Last week’s Iraqi donor conference in Tokyo provided an “opportunity to reaffirm solidarity between the international community and the Iraqi people,” as the chairman declared in his concluding statement. In practical terms, however, the meeting produced few results. With violence still prevalent in Iraq, delegates from 57 countries and groups were concerned mainly about security risks. Progress was also hampered by differences over how to support reconstruction efforts.

Security and reconstruction are inseparable. It is essential, therefore, that the interim Iraqi government and the international-aid community work closely together to improve the lives of Iraqi people in parallel with efforts to stabilize the country. Pursuing these twin objectives in an integrated manner is key to parliamentary elections scheduled for next January.

At the conference, Baghdad officials announced a three-year strategy for economic and social development, including plans to increase oil production, repair telephone and railway systems, and build power plants. “The support of the international donor community will be the catalyst for turning the vicious cycle of poverty and terrorism into a virtuous cycle of economic growth, tolerance and peace,” Iraqi Deputy Prime Minister Barham Salih said in a keynote speech.

Most donors, however, remained cautious, reflecting their concerns about the volatile situation in Iraq. Only one country, Iran, newly committed itself to contributing to the International Reconstruction Fund Facility.

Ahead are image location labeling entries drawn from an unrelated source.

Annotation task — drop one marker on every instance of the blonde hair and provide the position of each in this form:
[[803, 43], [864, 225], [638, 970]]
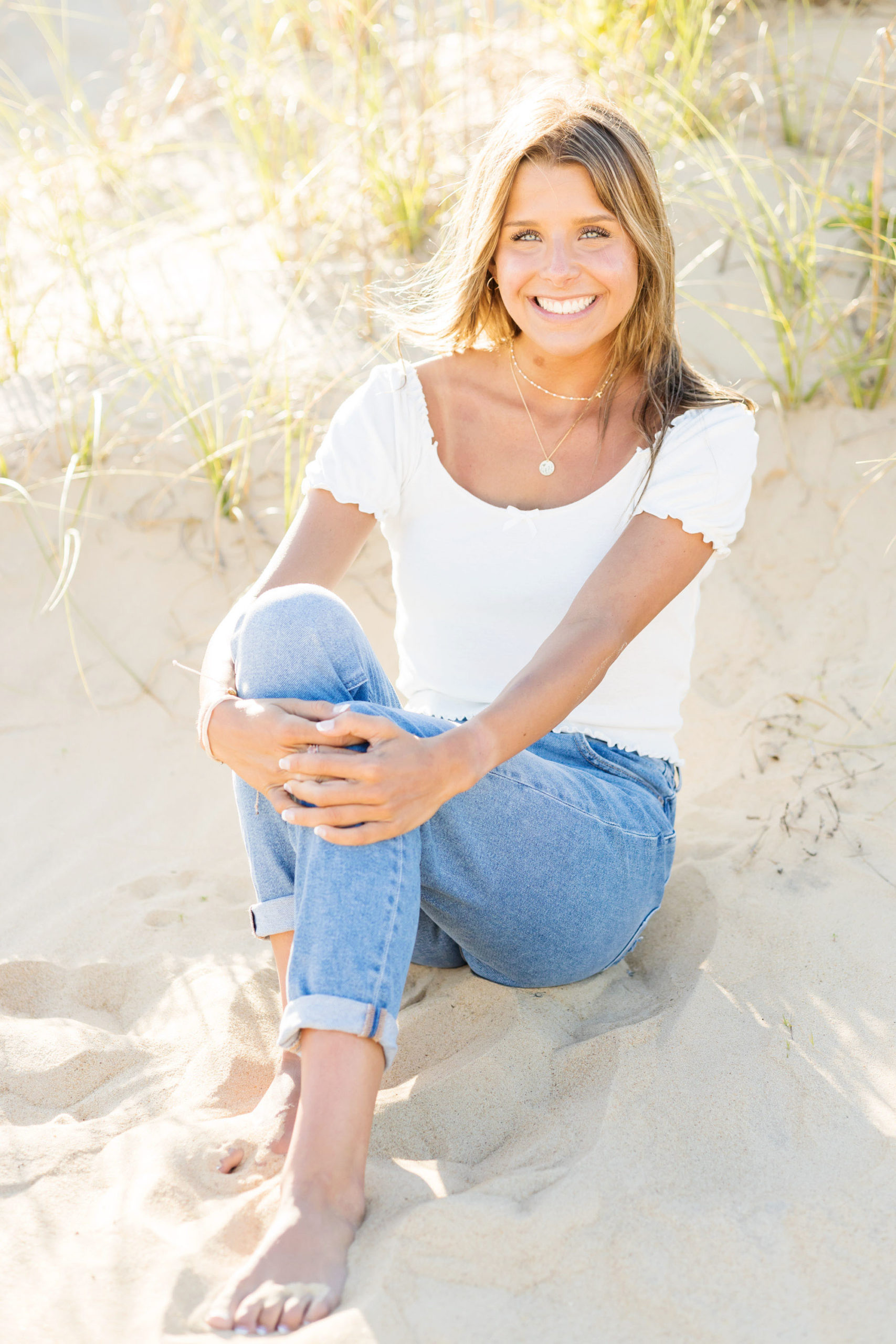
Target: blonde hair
[[450, 304]]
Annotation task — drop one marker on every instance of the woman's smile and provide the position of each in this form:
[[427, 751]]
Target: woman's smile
[[563, 307]]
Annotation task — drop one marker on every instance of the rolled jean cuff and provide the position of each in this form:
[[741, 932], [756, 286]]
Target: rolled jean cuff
[[277, 916], [325, 1012]]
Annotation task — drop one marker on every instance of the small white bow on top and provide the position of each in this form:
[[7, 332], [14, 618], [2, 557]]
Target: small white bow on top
[[519, 515]]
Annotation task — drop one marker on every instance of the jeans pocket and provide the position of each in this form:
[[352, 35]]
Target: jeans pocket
[[617, 769]]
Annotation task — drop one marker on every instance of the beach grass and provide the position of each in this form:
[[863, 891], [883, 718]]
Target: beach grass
[[188, 264]]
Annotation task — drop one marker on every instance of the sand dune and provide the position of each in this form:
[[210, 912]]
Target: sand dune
[[695, 1147]]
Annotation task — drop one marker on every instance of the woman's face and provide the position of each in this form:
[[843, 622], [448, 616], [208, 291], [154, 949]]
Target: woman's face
[[566, 269]]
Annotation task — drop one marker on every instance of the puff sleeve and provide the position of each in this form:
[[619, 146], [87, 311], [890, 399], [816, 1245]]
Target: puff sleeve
[[703, 474], [361, 460]]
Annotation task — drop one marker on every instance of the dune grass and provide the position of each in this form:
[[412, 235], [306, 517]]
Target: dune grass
[[187, 265]]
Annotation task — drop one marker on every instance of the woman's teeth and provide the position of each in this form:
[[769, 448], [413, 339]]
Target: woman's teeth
[[566, 306]]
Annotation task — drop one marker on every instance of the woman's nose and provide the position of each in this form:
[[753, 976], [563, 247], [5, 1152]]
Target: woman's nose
[[559, 264]]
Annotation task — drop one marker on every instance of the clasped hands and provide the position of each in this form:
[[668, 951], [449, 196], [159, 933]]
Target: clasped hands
[[299, 752]]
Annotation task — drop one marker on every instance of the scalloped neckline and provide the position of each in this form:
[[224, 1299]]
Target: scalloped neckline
[[503, 508]]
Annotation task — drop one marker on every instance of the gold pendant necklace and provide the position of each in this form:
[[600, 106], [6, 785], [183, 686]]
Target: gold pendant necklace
[[546, 466]]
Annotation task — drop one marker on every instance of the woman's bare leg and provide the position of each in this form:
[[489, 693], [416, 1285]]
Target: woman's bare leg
[[297, 1273], [275, 1115]]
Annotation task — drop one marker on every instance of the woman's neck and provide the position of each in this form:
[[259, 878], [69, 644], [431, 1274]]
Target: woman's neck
[[565, 375]]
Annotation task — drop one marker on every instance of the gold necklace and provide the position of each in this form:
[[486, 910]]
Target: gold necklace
[[547, 467], [547, 392]]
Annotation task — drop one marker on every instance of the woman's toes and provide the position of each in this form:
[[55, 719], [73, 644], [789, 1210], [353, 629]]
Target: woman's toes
[[220, 1316], [231, 1160], [248, 1312], [320, 1308], [270, 1297], [294, 1309]]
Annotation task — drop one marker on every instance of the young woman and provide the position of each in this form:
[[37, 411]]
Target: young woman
[[553, 491]]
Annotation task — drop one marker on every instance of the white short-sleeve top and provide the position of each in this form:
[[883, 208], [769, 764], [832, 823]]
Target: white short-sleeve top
[[480, 588]]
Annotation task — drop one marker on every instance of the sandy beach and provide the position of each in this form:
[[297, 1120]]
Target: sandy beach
[[696, 1146]]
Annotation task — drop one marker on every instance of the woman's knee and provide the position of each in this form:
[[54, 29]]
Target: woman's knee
[[289, 642]]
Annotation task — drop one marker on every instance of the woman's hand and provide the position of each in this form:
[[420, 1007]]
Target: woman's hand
[[251, 737], [394, 786]]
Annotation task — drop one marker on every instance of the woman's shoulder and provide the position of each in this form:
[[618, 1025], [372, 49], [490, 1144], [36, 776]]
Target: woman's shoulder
[[714, 418], [723, 432]]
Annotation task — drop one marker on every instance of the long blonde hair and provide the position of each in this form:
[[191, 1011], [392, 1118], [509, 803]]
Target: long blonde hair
[[452, 306]]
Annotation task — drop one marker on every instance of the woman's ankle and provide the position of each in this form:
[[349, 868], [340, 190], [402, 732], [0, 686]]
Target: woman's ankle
[[304, 1195]]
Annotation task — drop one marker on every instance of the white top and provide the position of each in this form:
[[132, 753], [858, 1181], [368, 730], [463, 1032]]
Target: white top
[[480, 588]]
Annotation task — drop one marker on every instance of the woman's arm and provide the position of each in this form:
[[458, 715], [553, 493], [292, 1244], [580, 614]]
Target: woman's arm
[[402, 780], [319, 548]]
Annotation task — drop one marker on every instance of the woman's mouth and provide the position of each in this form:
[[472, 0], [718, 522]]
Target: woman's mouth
[[565, 307]]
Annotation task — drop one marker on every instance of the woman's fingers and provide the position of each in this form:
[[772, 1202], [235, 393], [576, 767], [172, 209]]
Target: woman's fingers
[[333, 765], [313, 710], [370, 728], [366, 834], [332, 793], [349, 815]]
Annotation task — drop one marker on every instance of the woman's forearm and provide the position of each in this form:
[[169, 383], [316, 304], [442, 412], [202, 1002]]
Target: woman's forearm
[[563, 673]]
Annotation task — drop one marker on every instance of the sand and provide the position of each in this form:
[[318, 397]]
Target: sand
[[695, 1147]]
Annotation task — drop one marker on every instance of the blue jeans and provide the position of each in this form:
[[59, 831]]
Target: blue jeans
[[542, 874]]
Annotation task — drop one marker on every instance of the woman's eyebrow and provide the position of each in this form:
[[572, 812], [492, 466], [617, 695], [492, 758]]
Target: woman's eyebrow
[[534, 224]]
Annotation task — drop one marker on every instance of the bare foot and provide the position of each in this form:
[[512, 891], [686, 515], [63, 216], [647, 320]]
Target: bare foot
[[270, 1126], [297, 1273]]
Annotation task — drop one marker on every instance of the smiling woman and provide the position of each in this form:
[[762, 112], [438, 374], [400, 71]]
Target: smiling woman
[[553, 488]]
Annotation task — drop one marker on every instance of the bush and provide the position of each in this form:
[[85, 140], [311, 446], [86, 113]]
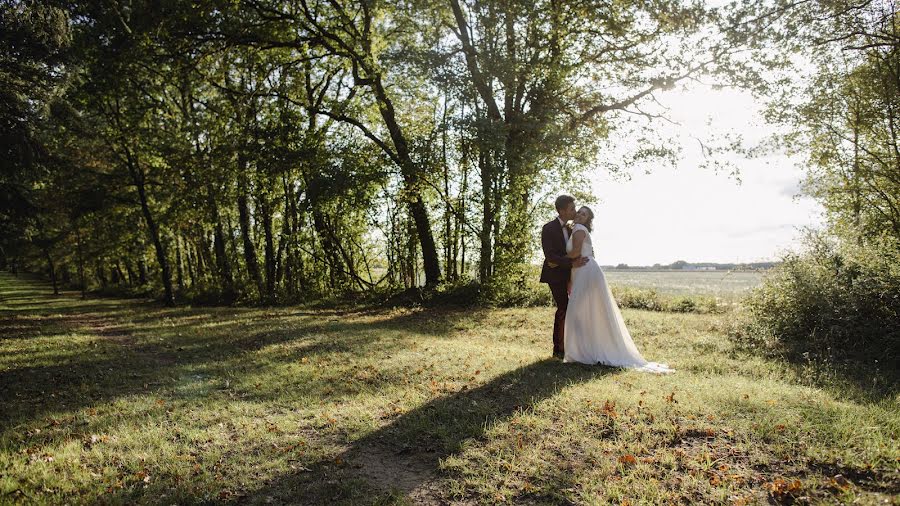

This trust fund, created under the auspices of the International Monetary Fund and the World Bank, so far has collected $1 billion, including $490 million from Japan. The sum, however, is a far cry from the $13 billion pledged at last year’s donor conference in Madrid (excluding the $20 billion pledged by the United States).

“Most parts of the country are secure,” Iraqi Planning Minister Mehdi Hafedh told the meeting. “The violence is almost confined to three out of 18 provinces.” This statement seems detached from the reality on the ground. Although the militia of radical Shiite cleric Moktada al-Sadr has accepted a peace deal by handing over weapons, fighting continues in Fallujah and other areas between U.S.-Iraqi forces and insurgents. Terrorist attacks by Islamic militants also continue.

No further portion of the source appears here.